Drug Sweep Arrests 48, Cleans Up Bellingham Square

As Chelsea’s downtown and adjacent neighborhoods have become more vibrant and desirable, one persistent problem has been the congregation of n’er-do-wells outside to City Hall in Bellingham Square.

While many try to do business, get to college classes, wait for the bus or take their children to the library – a large and growing group of people congregate on the benches of the Square and drink in public, sell drugs, buy drugs, use drugs and – most unfortunately – use the bathroom in public.

This past week, though, Chelsea Police, Suffolk County District Attorney Dan Conley, Attorney General Martha Coakley and City Manager Jay Ash forged a partnership to clean up just such problems with absolute enforcement, a ton of arrests and a clear message that Bellingham Square is no longer the region’s playground for nuisance criminals and drug users/pushers.

Some 48 people were arrested in all and 14 were indicted.
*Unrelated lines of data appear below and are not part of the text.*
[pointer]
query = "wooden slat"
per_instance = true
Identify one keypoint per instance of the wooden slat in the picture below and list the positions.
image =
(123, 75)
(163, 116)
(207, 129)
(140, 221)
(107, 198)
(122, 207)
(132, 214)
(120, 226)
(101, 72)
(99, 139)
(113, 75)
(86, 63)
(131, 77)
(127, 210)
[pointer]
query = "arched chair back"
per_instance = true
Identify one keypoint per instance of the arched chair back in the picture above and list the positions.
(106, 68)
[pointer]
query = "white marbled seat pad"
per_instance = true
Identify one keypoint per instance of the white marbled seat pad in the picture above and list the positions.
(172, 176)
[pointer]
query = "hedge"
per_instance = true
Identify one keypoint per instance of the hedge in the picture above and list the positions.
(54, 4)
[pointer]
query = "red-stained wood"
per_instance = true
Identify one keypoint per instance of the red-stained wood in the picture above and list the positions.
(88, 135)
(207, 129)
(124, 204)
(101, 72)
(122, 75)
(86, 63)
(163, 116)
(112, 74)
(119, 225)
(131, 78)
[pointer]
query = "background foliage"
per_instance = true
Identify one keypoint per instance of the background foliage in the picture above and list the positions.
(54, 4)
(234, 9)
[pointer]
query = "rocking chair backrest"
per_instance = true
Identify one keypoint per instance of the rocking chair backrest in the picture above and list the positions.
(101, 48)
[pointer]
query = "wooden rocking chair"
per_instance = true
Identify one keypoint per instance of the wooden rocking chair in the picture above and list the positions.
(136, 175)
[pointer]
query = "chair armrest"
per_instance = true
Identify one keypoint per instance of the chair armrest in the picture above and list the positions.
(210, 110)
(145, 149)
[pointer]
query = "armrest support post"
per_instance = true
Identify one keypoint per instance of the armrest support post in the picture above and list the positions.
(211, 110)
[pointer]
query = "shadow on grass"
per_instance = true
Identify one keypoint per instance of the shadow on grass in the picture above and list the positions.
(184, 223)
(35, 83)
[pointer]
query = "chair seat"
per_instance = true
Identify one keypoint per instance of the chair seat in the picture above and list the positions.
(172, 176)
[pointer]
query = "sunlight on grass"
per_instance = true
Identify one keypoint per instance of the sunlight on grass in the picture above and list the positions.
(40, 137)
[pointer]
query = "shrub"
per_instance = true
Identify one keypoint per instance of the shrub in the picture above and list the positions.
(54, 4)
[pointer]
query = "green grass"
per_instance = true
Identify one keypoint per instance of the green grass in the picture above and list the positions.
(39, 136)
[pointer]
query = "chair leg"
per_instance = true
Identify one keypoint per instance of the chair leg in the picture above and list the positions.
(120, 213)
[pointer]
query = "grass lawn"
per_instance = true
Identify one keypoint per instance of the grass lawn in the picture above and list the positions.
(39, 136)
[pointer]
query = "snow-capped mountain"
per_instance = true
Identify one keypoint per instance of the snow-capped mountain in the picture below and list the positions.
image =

At the beginning of the week, at least seven people were still being sought in the operation – dubbed Operation Streetsweeper II.

Most of those arrested were Chelsea residents, but others came from Revere, Everett and even as far away as Gloucester and Milford. The vast majority were drug dealers who have previously been convicted of drug dealing, prostitutes who have frequently been arrested for prostitution and drug users who have been in and out of the system for years.

The difference this time is that the multi-level partnership went deep, and undercover drug buys began last May in Bellingham Square. All of those detailed investigations and undercover buys in and around the Square came to a head last week when police filed the charges, made the arrests and moved forward with numerous indictments.

“I’m proud of our drug unit and all those in our police department that supported this past week’s operation,” said Ash. “There’s no one more frustrated about the street level drug dealing that seems to be prevalent in so many communities now than those officers who are out there daily to keep our streets free from such activity. I know that the success of this operation is a direct reflection on our department and a strong message to those who engage in criminal activity that we are focused on and capable of keeping Bellingham Square and all of our neighborhoods free of their criminal acts.”

Police Chief Brian Kyes said the mobilization shows that the City and the Police are serious about cleaning up Bellingham Square and keeping it free of the riff-raff.

“Chelsea Police have a commitment to the people and businesses in Bellingham Square and across the city,” Chief Kyes said. “This operation will benefit them and the entire region by taking repeat offenders out of neighborhoods that belong to the good and decent people of Chelsea. I’m proud of the CPD officers who invested so much time and effort in this investigation, and I’m grateful to the State troopers and Suffolk prosecutors who helped us achieve these results.”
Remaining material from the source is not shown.